TÜRKİYE CUMHURİYETİ |
ANAYASA MAHKEMESİ |
|
|
İKİNCİ BÖLÜM |
|
KARAR |
|
MAHMUT SARIDAĞ VE DİĞERLERİ
BAŞVURUSU |
(Başvuru Numarası: 2013/6261) |
|
Karar Tarihi: 7/3/2014 |
|
İKİNCİ BÖLÜM |
|
KARAR |
|
Başkan |
: |
Alparslan ALTAN |
Üyeler |
: |
Engin YILDIRIM |
|
|
Celal Mümtaz AKINCI |
|
|
Muammer TOPAL |
|
|
M. Emin KUZ |
Raportör |
: |
Murat AZAKLI |
Başvurucular |
: |
1. Mahmut SARIDAĞ |
|
|
2. Hıdır SARIDAĞ |
|
|
3. Fatma SARIDAĞ |
Vekilleri |
: |
Av. Ali AYDEMİR |
I. BAŞVURUNUN
KONUSU
1. Başvurucular, murisleri
tarafından 16/11/1957 tarihinde Kızıltepe Tapulama Mahkemesinde açılan kadastro
tespitine itiraz davasının halen devam ettiğini, yargılamanın makul sürede
sonuçlanmadığını belirterek, mülkiyet ve adil yargılanma haklarının ihlal edildiğini
ileri sürmüşler, ihlalin tespitiyle uğradıkları maddi
ve manevi zararın tazminine karar verilmesini talep etmişlerdir.
II. BAŞVURU
SÜRECİ
2. Başvuru, 19/8/2013 tarihinde
Anayasa Mahkemesine doğrudan yapılmıştır. İdari yönden yapılan ön incelemede
başvurunun Komisyona sunulmasına engel bir durumun bulunmadığı tespit
edilmiştir.
3. İkinci Bölüm İkinci
Komisyonunca, kabul edilebilirlik incelemesi Bölüm tarafından yapılmak üzere,
dosyanın Bölüme gönderilmesine karar verilmiştir.
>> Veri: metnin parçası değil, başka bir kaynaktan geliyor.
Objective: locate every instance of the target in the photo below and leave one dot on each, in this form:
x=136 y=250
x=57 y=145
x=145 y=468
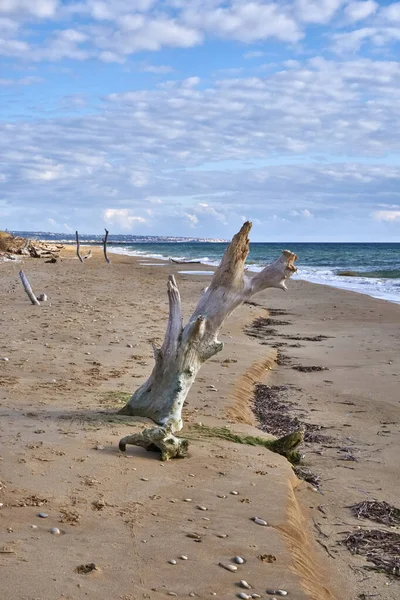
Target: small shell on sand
x=259 y=521
x=228 y=567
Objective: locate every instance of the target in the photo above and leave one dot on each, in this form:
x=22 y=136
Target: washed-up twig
x=105 y=247
x=318 y=528
x=325 y=547
x=28 y=288
x=78 y=253
x=381 y=512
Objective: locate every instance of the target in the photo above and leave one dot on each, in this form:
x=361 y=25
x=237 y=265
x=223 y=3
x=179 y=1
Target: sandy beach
x=73 y=361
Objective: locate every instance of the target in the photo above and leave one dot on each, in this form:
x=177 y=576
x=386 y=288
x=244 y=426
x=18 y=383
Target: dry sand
x=69 y=361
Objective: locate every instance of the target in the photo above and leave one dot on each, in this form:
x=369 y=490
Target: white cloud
x=357 y=11
x=386 y=215
x=29 y=80
x=391 y=12
x=244 y=21
x=156 y=69
x=354 y=40
x=122 y=218
x=317 y=11
x=193 y=220
x=41 y=9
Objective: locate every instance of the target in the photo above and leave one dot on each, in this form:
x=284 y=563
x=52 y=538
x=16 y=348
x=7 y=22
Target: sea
x=368 y=268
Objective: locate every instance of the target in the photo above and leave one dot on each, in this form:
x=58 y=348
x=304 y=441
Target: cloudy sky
x=185 y=117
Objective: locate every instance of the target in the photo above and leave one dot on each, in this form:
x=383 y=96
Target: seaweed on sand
x=381 y=512
x=272 y=409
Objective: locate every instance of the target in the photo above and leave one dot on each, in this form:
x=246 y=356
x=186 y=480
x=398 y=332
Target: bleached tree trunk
x=185 y=349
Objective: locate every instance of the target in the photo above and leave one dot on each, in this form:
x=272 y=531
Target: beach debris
x=259 y=521
x=313 y=369
x=228 y=567
x=108 y=261
x=308 y=476
x=184 y=350
x=11 y=245
x=272 y=408
x=267 y=558
x=382 y=548
x=381 y=512
x=72 y=517
x=86 y=569
x=55 y=531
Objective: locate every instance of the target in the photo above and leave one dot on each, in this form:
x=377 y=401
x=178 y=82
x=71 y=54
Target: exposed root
x=158 y=439
x=286 y=446
x=243 y=390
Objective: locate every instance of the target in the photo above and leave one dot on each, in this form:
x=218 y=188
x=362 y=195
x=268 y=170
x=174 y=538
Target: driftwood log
x=185 y=349
x=105 y=247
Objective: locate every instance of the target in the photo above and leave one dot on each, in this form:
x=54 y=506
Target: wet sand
x=72 y=362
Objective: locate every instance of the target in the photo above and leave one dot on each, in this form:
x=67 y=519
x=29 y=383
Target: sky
x=187 y=117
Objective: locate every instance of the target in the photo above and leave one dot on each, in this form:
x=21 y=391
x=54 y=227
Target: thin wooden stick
x=28 y=289
x=77 y=247
x=105 y=247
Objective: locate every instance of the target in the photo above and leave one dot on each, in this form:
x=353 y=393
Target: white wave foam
x=383 y=289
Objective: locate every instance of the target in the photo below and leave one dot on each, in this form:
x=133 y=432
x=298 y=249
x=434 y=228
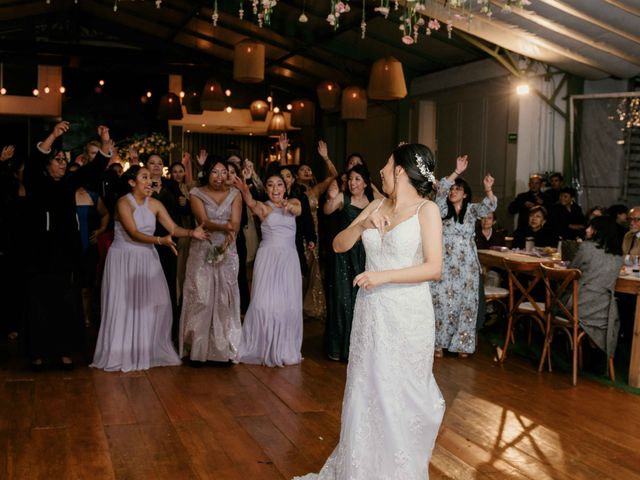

4. İkinci Bölümün 14/11/2013
tarihli ara kararı gereğince başvurunun, kabul edilebilirlik ve esas
incelemesinin birlikte yapılmasına ve bir örneğinin görüş için Adalet
Bakanlığına gönderilmesine karar verilmiştir.
5. Adalet Bakanlığının 16/12/2013
tarihli görüş yazısı 23/12/2013 tarihinde başvuruculara tebliğ edilmiş olup,
başvurucular vekili 8/1/2014 tarihinde Bakanlık görüşüne karşı diyeceklerini
sunmuştur.
III. OLAY VE
OLGULAR
A. Olaylar
6. Başvuru formu ve eklerinde
ifade edildiği şekliyle olaylar özetle şöyledir:
7. Mardin ili Kızıltepe ilçesi Otluk köyünde 1957 yılında
yapılan kadastro çalışmaları sırasında 3 ve 5 parsel numaralı taşınmazlar
Abdülkerim Aydoğan ve müşterekleri adına tespit edilmiştir.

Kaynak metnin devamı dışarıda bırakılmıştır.